The system consists of:

  • Simulink blocks that generate a complex I+jQ input baseband signal.
  • A RF Blockset Inport block that specifies the carrier frequency of the signal as f = 3GHz .
  • A simple RF Blockset system that consists of an Amplifier with 0dB gain and matching 50 Ohm load (that is, its input and output signals are identical). It has two outports: baseband (where the complex envelope signal I+jQ is represented as magnitude and angle) and passband, where the actual time domain signal is reconstructed.
  • A Scope block that displays baseband magnitude (that is, the envelope of the signal) versus the passband (actual) signal.
model = 'simrfV2_passband';

Definition of the Passband Signal

RF Blockset interprets the complex signal $I(t) + jQ(t)$, as a modulation (envelope) of the sinusoidal carrier signal with a frequency $f$. By default, RF Blockset assumes that the carrier signal is normalized (that is, its average power is equal to $1$), so the passband signal is

$$s(t) = I(t) \sqrt{2}\cos{2\pi f t} - Q(t) \sqrt{2}\sin{2\pi f t}$$

With this definition, the average power of the signal is

$$ \overline{s^2(t)} = I^2 + Q^2. $$

In this example, $I$ is a ramp that goes from $0$ to $1$ and $Q = 0$.

scope = [model '/Scope'];
set_param(scope, 'YMax','1.5');
set_param(scope, 'YMin','-1.5');

When the Normalize Carrier Power Option on the Configuration block is not selected, RF Blockset assumes that $I(t) + j Q(t)$ represent the peak values of the carrier, that is

$$s(t) = I(t) \cos{2\pi f t} - Q(t) \sin{2\pi f t}$$

and the average power of the signal is therefore

$$ \overline{s^2(t)} = (I^2 + Q^2)/2 $$

params = [model '/Configuration'];
set_param(params, 'NormalizeCarrierPower', 'off')
set_param(scope, 'YMax','1.1');
set_param(scope, 'YMin','-1.1');

Effects of the Normalize Carrier Power Option

It is very important to understand that when you change the Normalize Carrier Power option, RF Blockset changes the interpretation of the complex input/output $I(t) + jQ(t)$ baseband signal.

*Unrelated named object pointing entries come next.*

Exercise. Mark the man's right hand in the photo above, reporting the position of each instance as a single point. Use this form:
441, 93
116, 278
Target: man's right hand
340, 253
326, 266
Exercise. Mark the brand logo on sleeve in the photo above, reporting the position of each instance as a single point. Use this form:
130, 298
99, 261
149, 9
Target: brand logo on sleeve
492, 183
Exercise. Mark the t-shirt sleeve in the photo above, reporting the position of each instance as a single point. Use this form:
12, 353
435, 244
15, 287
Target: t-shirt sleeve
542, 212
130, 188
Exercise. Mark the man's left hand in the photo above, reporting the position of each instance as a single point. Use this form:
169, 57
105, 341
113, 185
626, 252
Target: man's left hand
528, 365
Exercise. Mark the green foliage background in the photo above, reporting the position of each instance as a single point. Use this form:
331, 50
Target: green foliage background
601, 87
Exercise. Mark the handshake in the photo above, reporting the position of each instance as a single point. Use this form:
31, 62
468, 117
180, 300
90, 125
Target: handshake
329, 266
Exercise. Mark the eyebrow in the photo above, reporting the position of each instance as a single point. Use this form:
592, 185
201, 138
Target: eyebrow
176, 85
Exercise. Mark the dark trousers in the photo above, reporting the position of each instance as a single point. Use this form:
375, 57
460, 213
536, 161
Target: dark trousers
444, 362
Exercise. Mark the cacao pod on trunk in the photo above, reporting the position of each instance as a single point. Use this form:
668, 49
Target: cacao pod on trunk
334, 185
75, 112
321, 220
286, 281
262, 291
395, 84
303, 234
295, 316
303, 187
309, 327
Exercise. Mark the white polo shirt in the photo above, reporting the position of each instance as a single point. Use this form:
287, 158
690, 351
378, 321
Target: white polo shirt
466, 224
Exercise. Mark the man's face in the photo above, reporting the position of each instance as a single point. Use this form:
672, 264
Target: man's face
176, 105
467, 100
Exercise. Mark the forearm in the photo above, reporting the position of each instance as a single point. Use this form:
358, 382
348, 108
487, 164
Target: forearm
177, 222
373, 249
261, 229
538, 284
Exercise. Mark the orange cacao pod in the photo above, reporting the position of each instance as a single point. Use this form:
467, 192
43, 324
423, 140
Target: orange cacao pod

Consider the simple case when the input baseband voltage is constant, $I = 1$ and $Q = 0$. The amplifier has a gain of 0dB, which means that the output signal is the same as the input.

When the Normalize option is checked, the output baseband voltage is equal to $I_{out} = 1$, the output passband voltage is $\sqrt{2}\cos{2\pi f t}$, and the average power at the R = 50 Ohm load is $1^2/50 = 0.02$.

When the Normalize option is unchecked, the output baseband signal does not change, $I_{out} = 1$, while the output passband signal is now $\cos{2\pi f t}$, which means that the average power is $1^2/50/2 = 0.01$.

In other words, for linear models the Normalize option does not affect the baseband output, but affects the actual passband signal and the average power formula.

Note that the zero carrier frequency is special: the passband and baseband representations for $f = 0$ are always the same: $s(t) = I(t)$

Simulation Step Size Versus Passband Output Step Size

In general, the RF Blockset simulation step is much larger than the period of the carrier, which allows faster simulation compared to regular methods. For such time steps the passband output is severely undersampled and exhibits aliasing effects. Set the Step Size value of the Configuration block to the large value 1e-8/7

set_param(params, 'StepSize', '1e-8/7')

To obtain a realistic passband signal, resample the signal in the outport. Change the Step Size parameter of the Passband output block from -1 (which means that the step size is inherited from RF Blockset simulation) to 1e-11 .

outport = [model '/Passband output'];
set_param(outport, 'StepSize', '1e-11');


  • Generating passband output at a higher rate (compared to RF Blockset simulation) requires resampling the signal's envelope. Current implementation uses a zero-hold resampling method that introduces "stepping" artifacts. Better interpolation techniques require delaying the output by several time steps.
  • The 'auto' time step option is available on the RF Blockset Outport block (the time step is selected to resolve the highest output carrier frequency).
  • Passband output might slow RF Blockset simulation because of the higher output sampling rate.